Re: [RFC PATCH v2 0/4] mm/damon: Support hot application detections

From: Gutierrez Asier

Date: Wed Mar 11 2026 - 09:16:54 EST


Hi SeongJae,

On 3/11/2026 8:07 AM, SeongJae Park wrote:
> Hello Asier,
>
>
> Thank you for continuing this work!
>
> On Tue, 10 Mar 2026 16:24:16 +0000 <gutierrez.asier@xxxxxxxxxxxxxxxxxxx> wrote:
>
>> From: Asier Gutierrez <gutierrez.asier@xxxxxxxxxxxxxxxxxxx>
>>
>> Overview
>> ----------
>
> Let's make the legnth of the subject and the length of the underline same.
>
>>
>> This patch set introduces a new dynamic mechanism for detecting hot applications
>> and hot regions in those applications.
>
> Seems now you offload the hot applications detection to the user space. If I'm
> not wrong, you should remove "hot applications and" on the above sentence.

You're right. I was not sure whether changing the RFC subject was right or not.
I will change it for the next RFC version.

>>
>> Motivation
>> -----------
>>
>> Since TLB is a bottleneck for many systems, a way to optimize TLB misses (or
>> hits) is to use huge pages. Unfortunately, using "always" in THP leads to memory
>> fragmentation and memory waste. For this reason, most application guides and
>> system administrators suggest to disable THP.
>>
>>
>> Solution
>> -----------
>>
>> A new Linux kernel module that uses DAMON to detect hot regions and collapse
>> those regions into huge pages. The user supplies a set of PIDs using a module
>> parameter,
>
> This sounds reasonable to me.
>
>> and then, the module launches a new kdamond thread to monitor each
>> of the tasks.
>>
>> In each kdamond, we start with a high min_access value. Our goal is to find the
>> "maximum" min_access value at which point the DAMON action is applied. In each
>> cycle, if no action is applied, we lower the min_access.
>
> So, this patch series introduces a sort of auto-tuning of the hugepages
> collapse hotness threshold, that implemented in the new module.
>
> We already have a sort of DAMOS auto-tuning feature, namely goal-based DAMOS
> quota auto-tuning [1]. Have you considered using that? Of course, it might
> not be able to be used as is. Some extensions, e.g., introduction of new goal
> metric, may be needed.
>
> Yet another approach would be implementing the auto-tuning in the user-space.
> Because DAMON parameters can be updated online, updating the min_access from
> the user space should be doable? Given the fact the module anyway require
> user-space control for feeding the list of applications to apply access-aware
> huge pages collapsing, I find no problem at user space driven auto-tuning.
>
> If the goal-based DAMOS quota auto-tuning or the user-space based auto-tuning
> are feasible, all the controls can be done using DAMON sysfs interface.
> Introduction of the new kernel module might not really be needed in the case.
>
> We have DAMON modules in addition to DAMON sysfs interface for users who want
> to use DAMON for a given specific use case with only minimum or near-zero
> user-space control. In this case, because it is already aimed to ask the
> user-space to feed the list of applications to apply DAMOS-based hugepages
> collapsing, it seems a new module is not really needed, to me.
>
> But I guess your use case might have some special restrictions that really
> require use of the module instead of offloading the auto-tuning to the
> user-space or DAMON core. Is that the case? If so, can you share more details
> about it?

I haven't figured out how I can use goal autotune to change the min_access.
Your suggestion about moving this to the user space sound good.

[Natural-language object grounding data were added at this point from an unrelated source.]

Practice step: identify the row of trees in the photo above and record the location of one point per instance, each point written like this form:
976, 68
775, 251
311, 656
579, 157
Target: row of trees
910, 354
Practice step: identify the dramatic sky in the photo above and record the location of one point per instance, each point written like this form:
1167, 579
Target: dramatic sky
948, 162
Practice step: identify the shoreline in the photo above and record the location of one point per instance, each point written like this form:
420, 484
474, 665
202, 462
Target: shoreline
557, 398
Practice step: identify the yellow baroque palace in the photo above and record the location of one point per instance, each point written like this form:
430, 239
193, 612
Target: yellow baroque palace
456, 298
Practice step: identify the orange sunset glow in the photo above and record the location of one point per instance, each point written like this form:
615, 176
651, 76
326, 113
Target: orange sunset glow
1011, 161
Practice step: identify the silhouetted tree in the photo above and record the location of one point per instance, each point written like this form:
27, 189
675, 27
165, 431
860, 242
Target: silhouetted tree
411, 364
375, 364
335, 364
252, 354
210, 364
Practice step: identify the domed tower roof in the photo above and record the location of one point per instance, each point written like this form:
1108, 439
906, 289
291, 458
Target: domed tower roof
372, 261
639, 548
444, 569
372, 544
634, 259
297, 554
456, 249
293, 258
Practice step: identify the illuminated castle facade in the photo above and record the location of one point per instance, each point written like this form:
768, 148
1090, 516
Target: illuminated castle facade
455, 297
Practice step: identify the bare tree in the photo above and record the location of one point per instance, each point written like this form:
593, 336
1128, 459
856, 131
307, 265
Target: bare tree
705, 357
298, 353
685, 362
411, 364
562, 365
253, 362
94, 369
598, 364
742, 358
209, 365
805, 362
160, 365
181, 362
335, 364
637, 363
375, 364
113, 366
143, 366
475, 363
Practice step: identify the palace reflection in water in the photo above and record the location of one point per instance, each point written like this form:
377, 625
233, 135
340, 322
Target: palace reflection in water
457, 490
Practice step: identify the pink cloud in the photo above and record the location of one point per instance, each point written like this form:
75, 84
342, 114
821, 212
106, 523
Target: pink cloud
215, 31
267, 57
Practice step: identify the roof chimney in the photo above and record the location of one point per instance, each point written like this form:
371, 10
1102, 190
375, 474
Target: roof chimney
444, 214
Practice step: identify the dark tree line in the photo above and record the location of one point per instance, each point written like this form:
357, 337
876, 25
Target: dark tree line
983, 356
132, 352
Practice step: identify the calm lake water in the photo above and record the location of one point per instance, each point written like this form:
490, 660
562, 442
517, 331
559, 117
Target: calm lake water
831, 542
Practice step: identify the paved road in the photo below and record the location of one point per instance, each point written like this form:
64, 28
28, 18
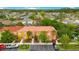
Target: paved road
35, 48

The idea was to stop lowering the min_access as soon as collapses occur,
since we don't want to lower so much that we start collapsing regions that
are not very hot.

Maybe you can suggest a better way to do it. Maybe with autotuning.

>
>>
>> Regarding the action, we introduce a new action: DAMOS_COLLAPSE. This allows us
>> collapse synchronously and avoid polluting khugepaged and other parts of the MM
>> subsystem with DAMON stuff. DAMOS_HUGEPAGE eventually calls hugepage_madvise,
>> which needs the correct vm_flags_t set.
>
> This makes sense to me. I expect DAMOS_COLLAPSE to have some advantages over
> DAMOS_HUGEPAGE for some use cases, similar to MADV_COLLAPSE vs MADV_HUGEPAGE.
>
> From my perspective, this patch series is introducing three things.
> 1) hugepage collapsing hotness threshold auto-tuning, 2) the module for running
> the auto-tuning, and 3) DAMOS_COLLAPSE. To me, it is unclear if the first two
> changes are really needed. I will wait your answer.
>
> Meanwhile, the third change seems reasonable and not necessarily need to be
> blocked for the other two changes. I think separating the third change from
> this patch series and upstreaming it first could also be a path forward.
> Because the change is simple and sound, convincing me would be easy. I'd be
> convinced if at least some reasonable test results can be shown. I'm not
> saying we should drop the other two changes. We can keep discussing those in
> parallel. Rather, upstreaming the third change first could help finding real
> benefits of the other two changes, since the testing will be easier. The
> decision is up to Asier, of course. I'm just sharing my two cents.
>
>>
>>
>> -----------
>> Changes in v2:
>
> Let's keep calling this "RFC" here. When you drop the "RFC" tag, this might
> confuse some people.
>
> Also, when you add a changelog of a patch, adding a link to the previous
> version [2] can help reviewing.

Will do it.

>
>> - Previously there was a mechanism to automatically detect hot applications.
>> Based on SeongJae Park's feedback [1], this was removed from the module, leaving
>> it entirely to the user space.
>> - All allocations now use kzalloc_obj.
>> - Since the user space provides now the list of pids to monitor, a commit_input
>> parameter is added to allow changing the pids while the module runs.
>> - Renamed the module from dynamic_hugepages to hugepages
>
> Thank you for doing this, Asier.
>
>>
>> [1]: https://lore.kernel.org/all/20260211150902.70066-1-sj@xxxxxxxxxx/
>>
>> Asier Gutierrez (4):
>> Damon_modules_new_paddr_ctx_target. This works only for physical
>> contexts. In case of virtual addresses, we should duplicate the
>> code.
>> Support for huge pages collapse, which will be used by
>> dynamic_hugepages module.
>> This new module launches a new kdamond thread for each of them. The
>> purpose is to detect hot regions in a given list of tasks and
>> collapse them into huge pages.
>> DAMON_HOT_HUGEPAGE documentation
>>
>> .../admin-guide/mm/damon/hugepage.rst (new) | 186 ++++++++
>> include/linux/damon.h | 1 +
>> mm/damon/Kconfig | 7 +
>> mm/damon/Makefile | 1 +
>> mm/damon/hugepage.c (new) | 441 ++++++++++++++++++
>> mm/damon/lru_sort.c | 5 +-
>> mm/damon/modules-common.c | 6 +-
>> mm/damon/modules-common.h | 4 +-
>> mm/damon/reclaim.c | 5 +-
>> mm/damon/vaddr.c | 3 +
>> 10 files changed, 650 insertions(+), 9 deletions(-)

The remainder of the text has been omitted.